С одной стороны, у Шаны просто не хватало знания языка, чтобы объяснить им это. А с другой, что даже важнее, Шана явно до сих пор была уверена, что ее «друзья» принадлежат к Народу, и потому не могла понять, почему они раз за разом задают одни и те же вопросы о ее тунике. Шане казалось, будто они спрашивают, кому именно принадлежала эта шкура. Но она уже сказала им об этом. И повторила это уже множество раз.
Но люди думали, что девчонка несет какую-то чушь, и начали уже считать, что дикарка, пожалуй, просто придурковата.
Кеман просто не знал, как же ему быть. Что-то нужно делать, но что?
А затем, буквально в мгновение ока, ситуация резко изменилась и окончательно вышла из-под контроля Кемана.
Безоблачное синее небо у них над головами словно раскололось от пронзительного вопля — Кеман в жизни не слыхал ничего подобного. Он, как и все живые существа в караване, задрал голову вверх.
С неба на них с визгом пикировала Алара. Кеман узнал ее мгновенно — еще бы ему не узнать собственную маму! Она всегда была достаточно примечательной.
Алара была в самом что ни на есть чистейшем драконьем облике.
В последнее мгновение она затормозила, развернув крылья с резким хлопком, и пронеслась буквально над головами всадников. Потом Алара стремительно набрала высоту и приготовилась к новому пикированию. Кеман впал в полнейшее ошеломление и застыл — но все прочие его спутники, как разумные, так и неразумные, действовали иначе.

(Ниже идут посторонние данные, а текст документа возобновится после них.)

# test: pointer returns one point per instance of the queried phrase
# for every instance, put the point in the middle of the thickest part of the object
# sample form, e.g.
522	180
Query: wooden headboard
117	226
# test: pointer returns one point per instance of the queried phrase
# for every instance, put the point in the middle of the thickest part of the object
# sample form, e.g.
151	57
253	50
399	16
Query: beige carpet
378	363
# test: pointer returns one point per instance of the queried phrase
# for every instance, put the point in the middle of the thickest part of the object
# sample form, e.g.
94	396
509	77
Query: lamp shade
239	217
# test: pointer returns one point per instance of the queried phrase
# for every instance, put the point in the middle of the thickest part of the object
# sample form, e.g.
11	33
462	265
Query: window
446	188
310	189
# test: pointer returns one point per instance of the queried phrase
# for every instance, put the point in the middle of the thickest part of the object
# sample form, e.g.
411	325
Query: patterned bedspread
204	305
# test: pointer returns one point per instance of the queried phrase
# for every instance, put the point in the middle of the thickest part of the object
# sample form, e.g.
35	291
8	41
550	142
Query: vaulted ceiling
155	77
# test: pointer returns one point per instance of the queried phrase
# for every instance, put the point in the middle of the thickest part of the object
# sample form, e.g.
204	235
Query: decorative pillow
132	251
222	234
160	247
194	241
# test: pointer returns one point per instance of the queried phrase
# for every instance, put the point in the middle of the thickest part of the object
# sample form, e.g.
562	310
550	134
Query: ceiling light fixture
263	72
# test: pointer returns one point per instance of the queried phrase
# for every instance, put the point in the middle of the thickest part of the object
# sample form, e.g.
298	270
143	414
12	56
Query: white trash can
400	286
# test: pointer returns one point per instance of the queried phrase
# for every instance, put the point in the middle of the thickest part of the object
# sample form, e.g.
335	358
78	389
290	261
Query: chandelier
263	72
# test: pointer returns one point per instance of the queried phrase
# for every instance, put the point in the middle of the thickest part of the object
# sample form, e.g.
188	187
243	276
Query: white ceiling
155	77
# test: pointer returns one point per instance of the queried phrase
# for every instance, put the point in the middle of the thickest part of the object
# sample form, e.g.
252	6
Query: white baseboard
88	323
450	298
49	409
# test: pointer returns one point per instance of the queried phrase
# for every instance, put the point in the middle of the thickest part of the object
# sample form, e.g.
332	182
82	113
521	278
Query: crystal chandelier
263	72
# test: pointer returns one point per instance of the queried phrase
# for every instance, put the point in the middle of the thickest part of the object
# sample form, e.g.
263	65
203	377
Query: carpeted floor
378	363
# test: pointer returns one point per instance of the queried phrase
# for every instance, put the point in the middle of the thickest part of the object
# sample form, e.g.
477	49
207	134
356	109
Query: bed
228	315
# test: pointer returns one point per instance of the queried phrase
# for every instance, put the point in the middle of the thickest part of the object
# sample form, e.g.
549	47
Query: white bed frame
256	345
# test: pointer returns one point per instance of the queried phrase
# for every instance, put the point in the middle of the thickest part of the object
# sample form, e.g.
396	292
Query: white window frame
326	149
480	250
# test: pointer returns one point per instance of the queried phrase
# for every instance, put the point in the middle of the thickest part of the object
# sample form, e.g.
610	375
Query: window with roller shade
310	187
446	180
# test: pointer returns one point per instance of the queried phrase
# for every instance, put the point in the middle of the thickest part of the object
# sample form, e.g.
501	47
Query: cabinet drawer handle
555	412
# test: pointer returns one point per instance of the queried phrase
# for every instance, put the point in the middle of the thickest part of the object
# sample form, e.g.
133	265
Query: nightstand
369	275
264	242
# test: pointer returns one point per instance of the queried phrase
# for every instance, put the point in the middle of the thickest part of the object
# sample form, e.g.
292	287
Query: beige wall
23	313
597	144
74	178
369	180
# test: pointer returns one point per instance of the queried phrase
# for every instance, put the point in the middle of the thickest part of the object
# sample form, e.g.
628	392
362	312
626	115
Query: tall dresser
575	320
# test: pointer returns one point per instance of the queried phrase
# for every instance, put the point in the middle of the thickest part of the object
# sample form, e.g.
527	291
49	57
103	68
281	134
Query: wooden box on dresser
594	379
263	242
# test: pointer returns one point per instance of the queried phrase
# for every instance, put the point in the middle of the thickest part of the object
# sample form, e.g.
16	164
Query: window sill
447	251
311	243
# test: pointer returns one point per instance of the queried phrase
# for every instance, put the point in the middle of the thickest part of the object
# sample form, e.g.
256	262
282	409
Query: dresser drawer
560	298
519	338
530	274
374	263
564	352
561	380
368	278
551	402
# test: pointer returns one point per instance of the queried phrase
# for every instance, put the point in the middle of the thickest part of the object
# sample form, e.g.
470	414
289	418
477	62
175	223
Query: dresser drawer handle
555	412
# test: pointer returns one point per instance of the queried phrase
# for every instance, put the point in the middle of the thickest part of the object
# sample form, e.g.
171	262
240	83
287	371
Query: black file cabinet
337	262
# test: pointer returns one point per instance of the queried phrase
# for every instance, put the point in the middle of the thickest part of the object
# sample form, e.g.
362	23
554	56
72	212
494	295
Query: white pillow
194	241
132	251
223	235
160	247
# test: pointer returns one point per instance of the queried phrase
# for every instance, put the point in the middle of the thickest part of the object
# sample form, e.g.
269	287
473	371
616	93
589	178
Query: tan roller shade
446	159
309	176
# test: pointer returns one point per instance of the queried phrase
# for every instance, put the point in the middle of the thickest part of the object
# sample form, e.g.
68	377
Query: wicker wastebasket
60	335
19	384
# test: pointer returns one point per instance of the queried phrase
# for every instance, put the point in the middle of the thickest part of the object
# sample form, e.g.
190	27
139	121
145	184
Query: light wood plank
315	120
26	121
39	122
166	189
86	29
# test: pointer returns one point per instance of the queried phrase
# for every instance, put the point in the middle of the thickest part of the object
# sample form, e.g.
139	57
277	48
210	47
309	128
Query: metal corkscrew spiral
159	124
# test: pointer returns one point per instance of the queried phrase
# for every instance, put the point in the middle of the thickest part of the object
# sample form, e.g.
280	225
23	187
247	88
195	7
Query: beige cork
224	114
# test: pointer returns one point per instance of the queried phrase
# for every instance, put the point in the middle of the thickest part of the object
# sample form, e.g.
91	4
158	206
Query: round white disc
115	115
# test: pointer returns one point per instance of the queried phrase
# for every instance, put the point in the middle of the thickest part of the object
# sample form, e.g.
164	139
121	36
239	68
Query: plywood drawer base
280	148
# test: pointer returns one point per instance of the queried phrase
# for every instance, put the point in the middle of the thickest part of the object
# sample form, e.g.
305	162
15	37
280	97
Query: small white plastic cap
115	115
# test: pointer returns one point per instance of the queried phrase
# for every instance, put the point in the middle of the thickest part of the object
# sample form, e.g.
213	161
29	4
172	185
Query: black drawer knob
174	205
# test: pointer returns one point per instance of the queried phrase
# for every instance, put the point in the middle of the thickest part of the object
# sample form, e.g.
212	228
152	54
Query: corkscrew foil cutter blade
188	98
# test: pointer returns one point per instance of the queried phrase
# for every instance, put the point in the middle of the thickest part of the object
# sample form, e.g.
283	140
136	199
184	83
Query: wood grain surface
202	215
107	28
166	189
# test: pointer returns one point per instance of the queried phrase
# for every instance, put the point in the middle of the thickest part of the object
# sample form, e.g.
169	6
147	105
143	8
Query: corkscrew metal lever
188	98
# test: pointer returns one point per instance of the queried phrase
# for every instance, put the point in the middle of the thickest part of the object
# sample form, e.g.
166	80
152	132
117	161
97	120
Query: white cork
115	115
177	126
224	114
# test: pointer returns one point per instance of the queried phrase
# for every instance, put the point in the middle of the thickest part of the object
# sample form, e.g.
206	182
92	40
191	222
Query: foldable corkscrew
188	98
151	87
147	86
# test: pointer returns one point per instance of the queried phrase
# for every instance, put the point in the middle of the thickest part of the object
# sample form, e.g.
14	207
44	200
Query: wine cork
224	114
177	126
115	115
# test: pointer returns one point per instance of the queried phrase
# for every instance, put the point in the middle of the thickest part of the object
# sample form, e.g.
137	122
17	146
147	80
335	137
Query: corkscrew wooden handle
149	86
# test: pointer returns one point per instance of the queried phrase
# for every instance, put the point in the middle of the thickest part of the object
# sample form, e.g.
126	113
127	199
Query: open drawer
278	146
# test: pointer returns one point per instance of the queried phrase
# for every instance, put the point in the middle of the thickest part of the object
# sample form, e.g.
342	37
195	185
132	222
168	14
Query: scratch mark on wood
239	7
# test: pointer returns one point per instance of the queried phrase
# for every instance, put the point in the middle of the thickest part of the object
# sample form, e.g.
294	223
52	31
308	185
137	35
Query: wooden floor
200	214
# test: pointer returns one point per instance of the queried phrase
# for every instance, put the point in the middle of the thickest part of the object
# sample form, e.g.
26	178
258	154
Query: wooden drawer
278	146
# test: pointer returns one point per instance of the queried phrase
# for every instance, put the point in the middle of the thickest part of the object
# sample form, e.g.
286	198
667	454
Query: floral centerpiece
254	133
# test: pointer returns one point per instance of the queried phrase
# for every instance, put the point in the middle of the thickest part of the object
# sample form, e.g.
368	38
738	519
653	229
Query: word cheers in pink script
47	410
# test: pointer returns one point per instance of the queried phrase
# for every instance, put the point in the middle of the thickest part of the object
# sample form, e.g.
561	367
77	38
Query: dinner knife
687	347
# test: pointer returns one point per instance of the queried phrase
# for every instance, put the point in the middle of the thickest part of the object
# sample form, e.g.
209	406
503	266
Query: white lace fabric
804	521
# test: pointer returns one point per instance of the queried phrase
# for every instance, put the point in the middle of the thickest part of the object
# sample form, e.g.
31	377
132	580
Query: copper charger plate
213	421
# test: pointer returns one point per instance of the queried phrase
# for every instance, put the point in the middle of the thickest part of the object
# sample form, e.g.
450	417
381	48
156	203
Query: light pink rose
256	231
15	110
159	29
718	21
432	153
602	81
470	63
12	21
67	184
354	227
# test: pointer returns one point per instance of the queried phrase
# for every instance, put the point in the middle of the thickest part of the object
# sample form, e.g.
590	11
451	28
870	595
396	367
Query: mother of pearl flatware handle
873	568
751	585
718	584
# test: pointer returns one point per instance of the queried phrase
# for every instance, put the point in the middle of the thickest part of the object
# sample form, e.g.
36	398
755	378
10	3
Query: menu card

Когда Алара во второй раз вошла в пике, грели в единодушном порыве ринулись наутек. Остолбеневший Кеман оказался не готов к этому. Шедший впереди грель рванул с места в галоп, щелкнула лопнувшая веревка, и Кеман остался посреди дороги в гордом одиночестве. В одиночестве, поскольку люди тоже предпочли взять руки в ноги. Некоторые рассыпались по полю в поисках укрытия, а некоторые припустили вслед за исчезнувшими грелями.
«Мама! — закричал Кеман. — Мама, перестань! Не надо!..»
Но Алара не услышала сына либо решила не обращать внимания на его вопли. Впрочем, результат был одинаков. Когда Алара спикировала на Кемана, он увидел, что мама втянула когти.